Desde luego, reunir y procesar datos sirve para predecir comportamientos, hábitos de consumo e incluso trazar perfiles genéticos; pero hay algo que ni siquiera la reunión más fantástica de datos imaginable podría hacer: tener intenciones o capacidad reflexiva. Así, los datos permitirían saber en sentido causal (¿cómo llegó a ocurrir tal o cual cosa?), pero son y serán siempre ciegos para saber en sentido intencional (¿por qué ocurrió tal o cual cosa?). Los datos pueden describir lo que hacen los partícipes de un juego; pero no captarán el sentido de jugar. Y es que lo que llamamos cultura (que casi se identifica con lo que llamaríamos humano) no puede ser explicado en términos puramente causales. Por eso desde antiguo las ciencias sociales o las humanidades han buscado metodologías comprensivas, esfuerzos por captar o aprehender la intencionalidad que subyace a cualquier esfuerzo humano. En suma, el dataísmo en su dimensión tecnológica —la capacidad de reunir y procesar datos— podrá aligerar la vida y predecir comportamientos rutinarios; pero no agregará un ápice a esa dimensión de lo humano consistente en ejecutar actos con propósitos y conferirles un sentido.
Pero el dataísmo no solo deja escapar la intencionalidad.

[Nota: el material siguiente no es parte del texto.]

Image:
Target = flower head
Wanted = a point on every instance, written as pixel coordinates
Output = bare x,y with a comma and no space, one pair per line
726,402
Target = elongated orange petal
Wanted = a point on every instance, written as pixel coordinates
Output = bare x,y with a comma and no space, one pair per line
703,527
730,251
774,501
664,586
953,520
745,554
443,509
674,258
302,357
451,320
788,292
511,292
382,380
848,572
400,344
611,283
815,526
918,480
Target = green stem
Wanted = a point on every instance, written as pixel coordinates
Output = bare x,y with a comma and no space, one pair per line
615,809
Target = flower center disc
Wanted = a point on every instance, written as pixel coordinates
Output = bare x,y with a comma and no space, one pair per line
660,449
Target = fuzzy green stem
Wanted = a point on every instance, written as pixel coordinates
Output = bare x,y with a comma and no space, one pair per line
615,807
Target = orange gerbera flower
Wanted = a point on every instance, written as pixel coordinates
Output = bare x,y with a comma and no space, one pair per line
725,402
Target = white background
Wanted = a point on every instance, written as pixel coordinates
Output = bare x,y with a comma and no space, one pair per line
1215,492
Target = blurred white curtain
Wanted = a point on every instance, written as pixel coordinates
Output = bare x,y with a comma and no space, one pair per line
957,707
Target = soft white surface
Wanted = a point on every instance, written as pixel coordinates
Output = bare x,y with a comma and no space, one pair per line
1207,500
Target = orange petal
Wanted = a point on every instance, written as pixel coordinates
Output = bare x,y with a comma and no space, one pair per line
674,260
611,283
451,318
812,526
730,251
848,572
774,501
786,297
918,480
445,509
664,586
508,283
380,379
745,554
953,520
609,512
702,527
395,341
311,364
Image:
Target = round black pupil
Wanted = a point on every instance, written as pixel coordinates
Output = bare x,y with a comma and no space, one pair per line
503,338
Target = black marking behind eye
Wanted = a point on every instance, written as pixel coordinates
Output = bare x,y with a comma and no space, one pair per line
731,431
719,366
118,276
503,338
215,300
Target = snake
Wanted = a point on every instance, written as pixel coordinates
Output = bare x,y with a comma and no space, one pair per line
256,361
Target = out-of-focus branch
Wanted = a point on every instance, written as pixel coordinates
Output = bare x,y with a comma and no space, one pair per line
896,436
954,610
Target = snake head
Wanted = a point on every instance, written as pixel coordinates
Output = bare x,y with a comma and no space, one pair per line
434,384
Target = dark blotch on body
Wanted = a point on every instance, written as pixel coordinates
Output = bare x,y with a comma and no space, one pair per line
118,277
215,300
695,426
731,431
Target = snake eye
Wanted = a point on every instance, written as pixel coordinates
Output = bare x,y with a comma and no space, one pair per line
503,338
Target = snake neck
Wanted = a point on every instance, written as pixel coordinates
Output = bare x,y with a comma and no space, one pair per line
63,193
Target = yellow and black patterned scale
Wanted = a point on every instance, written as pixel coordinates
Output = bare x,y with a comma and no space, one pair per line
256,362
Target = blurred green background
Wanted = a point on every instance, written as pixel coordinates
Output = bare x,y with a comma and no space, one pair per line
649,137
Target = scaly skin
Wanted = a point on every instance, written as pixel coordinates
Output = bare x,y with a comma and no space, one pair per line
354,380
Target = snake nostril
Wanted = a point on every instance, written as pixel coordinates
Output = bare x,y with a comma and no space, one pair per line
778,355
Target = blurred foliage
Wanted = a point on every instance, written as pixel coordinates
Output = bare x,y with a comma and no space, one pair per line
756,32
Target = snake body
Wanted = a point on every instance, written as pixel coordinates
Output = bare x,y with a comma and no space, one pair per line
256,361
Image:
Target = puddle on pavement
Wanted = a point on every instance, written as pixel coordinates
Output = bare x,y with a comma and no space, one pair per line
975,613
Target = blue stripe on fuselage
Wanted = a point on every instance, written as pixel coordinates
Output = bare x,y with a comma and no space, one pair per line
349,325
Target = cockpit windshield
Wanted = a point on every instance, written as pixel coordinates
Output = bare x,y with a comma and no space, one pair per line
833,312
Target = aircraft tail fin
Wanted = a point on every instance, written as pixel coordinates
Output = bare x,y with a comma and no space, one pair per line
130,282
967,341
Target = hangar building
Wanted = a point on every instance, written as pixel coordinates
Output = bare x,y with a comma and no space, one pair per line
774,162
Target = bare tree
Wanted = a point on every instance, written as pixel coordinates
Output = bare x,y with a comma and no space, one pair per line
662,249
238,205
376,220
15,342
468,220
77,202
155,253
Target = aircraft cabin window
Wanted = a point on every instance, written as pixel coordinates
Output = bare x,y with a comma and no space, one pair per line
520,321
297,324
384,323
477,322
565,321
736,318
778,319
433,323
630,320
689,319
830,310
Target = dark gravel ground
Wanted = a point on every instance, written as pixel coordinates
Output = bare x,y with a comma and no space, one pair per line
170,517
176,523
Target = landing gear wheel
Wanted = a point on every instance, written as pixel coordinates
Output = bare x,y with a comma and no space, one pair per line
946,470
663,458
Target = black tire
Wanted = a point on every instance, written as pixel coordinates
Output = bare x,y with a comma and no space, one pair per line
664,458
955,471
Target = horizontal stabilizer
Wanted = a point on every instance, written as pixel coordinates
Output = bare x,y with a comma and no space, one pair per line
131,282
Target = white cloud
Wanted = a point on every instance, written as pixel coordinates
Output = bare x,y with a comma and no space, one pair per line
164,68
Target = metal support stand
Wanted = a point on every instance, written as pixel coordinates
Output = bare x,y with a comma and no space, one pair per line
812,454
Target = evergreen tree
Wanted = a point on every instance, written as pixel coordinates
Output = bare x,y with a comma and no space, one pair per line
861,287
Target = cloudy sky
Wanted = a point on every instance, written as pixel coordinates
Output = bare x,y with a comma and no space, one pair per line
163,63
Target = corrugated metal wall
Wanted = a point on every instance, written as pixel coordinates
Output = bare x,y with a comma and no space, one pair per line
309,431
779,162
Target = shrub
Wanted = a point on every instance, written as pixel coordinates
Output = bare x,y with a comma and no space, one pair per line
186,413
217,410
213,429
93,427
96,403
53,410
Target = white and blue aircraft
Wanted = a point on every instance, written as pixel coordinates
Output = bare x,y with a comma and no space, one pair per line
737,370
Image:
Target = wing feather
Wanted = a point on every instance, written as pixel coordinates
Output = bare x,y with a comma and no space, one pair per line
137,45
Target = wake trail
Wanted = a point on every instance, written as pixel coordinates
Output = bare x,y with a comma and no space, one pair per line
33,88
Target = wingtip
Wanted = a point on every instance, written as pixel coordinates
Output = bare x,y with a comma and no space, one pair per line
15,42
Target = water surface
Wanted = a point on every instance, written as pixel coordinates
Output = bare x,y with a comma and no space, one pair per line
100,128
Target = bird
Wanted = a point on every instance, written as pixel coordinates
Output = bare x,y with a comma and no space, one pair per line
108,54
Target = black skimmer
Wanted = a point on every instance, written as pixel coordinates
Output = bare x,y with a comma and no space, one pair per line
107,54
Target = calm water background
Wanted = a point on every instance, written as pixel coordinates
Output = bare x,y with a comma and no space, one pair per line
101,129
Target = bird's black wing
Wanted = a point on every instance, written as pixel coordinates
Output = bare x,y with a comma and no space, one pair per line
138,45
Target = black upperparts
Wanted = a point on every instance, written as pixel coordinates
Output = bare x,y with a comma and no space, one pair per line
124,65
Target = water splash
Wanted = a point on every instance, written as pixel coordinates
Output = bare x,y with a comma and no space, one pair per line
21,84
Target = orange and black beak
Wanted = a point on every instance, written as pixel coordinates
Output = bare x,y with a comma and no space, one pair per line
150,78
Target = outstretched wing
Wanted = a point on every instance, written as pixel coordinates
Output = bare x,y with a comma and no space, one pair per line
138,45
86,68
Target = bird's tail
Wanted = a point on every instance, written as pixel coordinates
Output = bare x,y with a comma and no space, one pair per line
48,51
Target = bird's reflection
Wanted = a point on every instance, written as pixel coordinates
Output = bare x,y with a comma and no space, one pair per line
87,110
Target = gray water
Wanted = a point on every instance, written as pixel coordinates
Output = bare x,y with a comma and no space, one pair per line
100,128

Tampoco hará la vida mejor.
Por supuesto, la hará mejor en sentido puramente utilitario (las empresas dirigirán sus ofertas con más eficiencia, el comportamiento de individuos agregados se podrá predecir, la congestión en las ciudades administrar, etcétera); pero no la hará mejor en sentido moral.
Por el contrario, la filosofía del dataísmo arriesga un daño moral.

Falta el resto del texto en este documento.